Dikkati çeken bir durum da dua makamında, hiç bir yerde “İlâhî(Tanrım!)” yahut “ilâhenâ(Tanrımız!)” şeklinde münâdâ olarak gelmemesidir. Bu fonksiyonun münhasıran Rabb vasfıyla yapılması, anlamlıdır. Belki de Rabb vasfının taşıdığı ilâhî merhamet, muhabbet, ve şefkat dolayısıyla, duaların o isimle yapılmasına bir teşvik ve irşad söz konusudur. Bununla beraber, İlâhî veya İlâhenâ yerine geçen “Allâhumme (yâ Allah!)” tabiri 546 âyette varid olmuştur 547. Bunların üçünde dua değil de, zikir vardır. Hz. İsa'nın dilinden olan 5, 114'de Rabb vasfına mukarin olarak “Allâhumme Rabbena” şeklindedir. Yalnız müşriklerin dilinden olan bir âyette 548 duâ durumunda gözükmektedir. 549
5. el- Vekîl
Vekîl, ism-i mef'ul mânâsını taşıyan, fa'îl zevninden bir sıfattır. Allâh'ın vasfı olarak:
“Her şeyi tedbîr ve idare eden, gözeten, kendisinden hiç bir şeyin bilgisi gizli kalmayan, hiçbir şeyi korumak ve idare etmek Kendisine ağır gelmeyen” 550, “Yarattığı her şey üzerinde gözetler ve Hafız (Emin) olan, hepsinin rızıklahnın ve idarelerinin Kendisine ait olduğu” 551 anlamına gelir. Bu vasıfta aslolan, kendisine bırakılan işte müstakil olmaktır. Müslümanların “Allah bize kâfidir. O, ne güzel Vekil dir” 552. demeleri, bundan ileri gelir. “O ne güzel Vekîl'dir”ın anlamı “İşlerimizin ne güzel Kefil ve idarecisdir” demektir 553. Kur'ân'da “Şâhid” anlamına geldiği de görülür 554 ki et-Taberî'den naklettiğimiz Hafîz anlamına çok yakındır.

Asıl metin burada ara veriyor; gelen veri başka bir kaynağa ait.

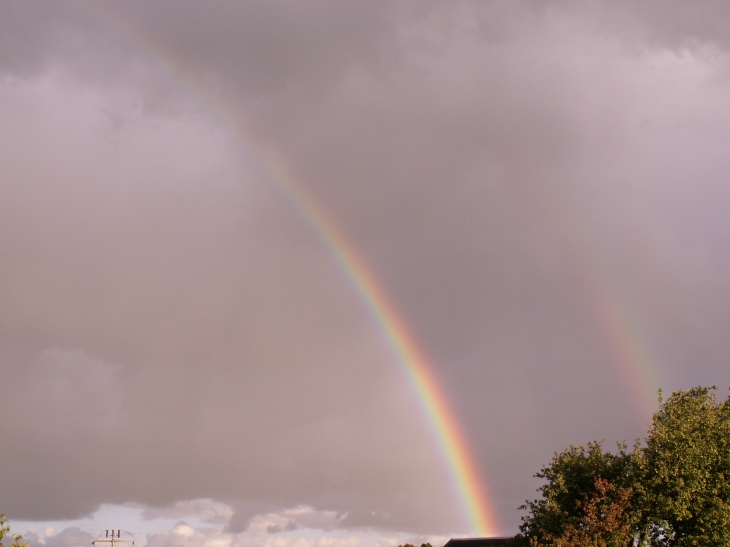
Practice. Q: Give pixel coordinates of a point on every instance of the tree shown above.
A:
(686, 483)
(672, 492)
(5, 529)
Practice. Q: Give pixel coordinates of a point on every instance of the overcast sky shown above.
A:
(541, 188)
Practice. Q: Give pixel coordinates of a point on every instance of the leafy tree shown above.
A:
(672, 492)
(686, 483)
(16, 538)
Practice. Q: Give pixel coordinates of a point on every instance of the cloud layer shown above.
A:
(540, 189)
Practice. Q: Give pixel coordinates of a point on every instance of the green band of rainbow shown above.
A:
(444, 424)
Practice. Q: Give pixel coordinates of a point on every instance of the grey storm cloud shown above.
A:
(172, 329)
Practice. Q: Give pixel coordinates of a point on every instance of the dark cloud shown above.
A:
(527, 182)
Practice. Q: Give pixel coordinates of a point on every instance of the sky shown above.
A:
(213, 217)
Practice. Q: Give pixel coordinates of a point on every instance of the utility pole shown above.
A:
(116, 537)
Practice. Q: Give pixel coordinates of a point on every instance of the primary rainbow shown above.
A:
(458, 456)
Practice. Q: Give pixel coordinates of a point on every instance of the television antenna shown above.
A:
(113, 537)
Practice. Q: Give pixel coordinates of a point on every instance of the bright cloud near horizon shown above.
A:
(539, 190)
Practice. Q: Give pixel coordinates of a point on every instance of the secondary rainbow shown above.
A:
(444, 424)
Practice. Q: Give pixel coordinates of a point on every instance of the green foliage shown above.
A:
(672, 492)
(16, 538)
(687, 471)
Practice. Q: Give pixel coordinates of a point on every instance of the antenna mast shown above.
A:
(116, 537)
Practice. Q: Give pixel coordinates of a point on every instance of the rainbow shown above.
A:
(458, 456)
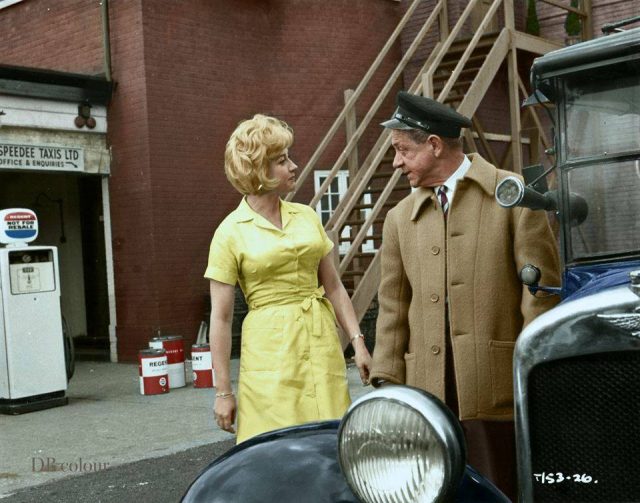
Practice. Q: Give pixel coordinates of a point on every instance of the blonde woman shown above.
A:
(292, 369)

Vkl kökü, nisbeten çok kullanılmıştır. Fiil olarak, yalnız iki yerde “vekîl kılmak” mânâsında tef'îl babından gelmiştir; fail -sarih veya takdîrî olarak- Allah'tır 555. Kırkdan fazla geçen “tevekkül” şeklinin çekimlerinde ise fail her zaman insanlar, kendisine tevekkül edilen ise münhasıran Allah'tır. Tevekkülün hedefi yalnız Odur.
Vekîl vasfı, bir yandan Allah, öbür yandan insanlar hakkında kullanılmıştır. İnsanlar için olduğunda muhtevadan, “murakıb, bekçi” anlamlarına geldiği görülmektedir 556. Dikkati çeken nokta şudur:
İnsanlar hakkında daima menfi cümlelerde kullanılmıştır 557. Yani vekillik vasfı insanlardan nefyolunmuşur. Dolayısıyla, bu vasfın insanlara hiç verilmediği söylenebilir. Meselâ, Hz. Peygambere (a.s.) hitaben:
“Sen, onların üzerinde vekil değilsin” 558.
“De ki: 'Ey insanlar! Rabbinizden size hakikat gelmiştir. Doğru yola giren, ancak kendisi için girmiş ve sapıtan da ancak kendi zararına olarak sapıtmıştır. Ben sizin üzerinizde vekîl değilim” 559.
Şu âyette ise şeklen değilse de, mânâ bakımından menfîdir:
“İşte siz, dünya hayatında onları savunuyorsunuz. Ya kıyamet günü onları Allah'a karşı kim savunacak? Veya onlara kim vekîl olacak?”560.
Şu halde, bu vasıf yine insanlara verilmemiştir.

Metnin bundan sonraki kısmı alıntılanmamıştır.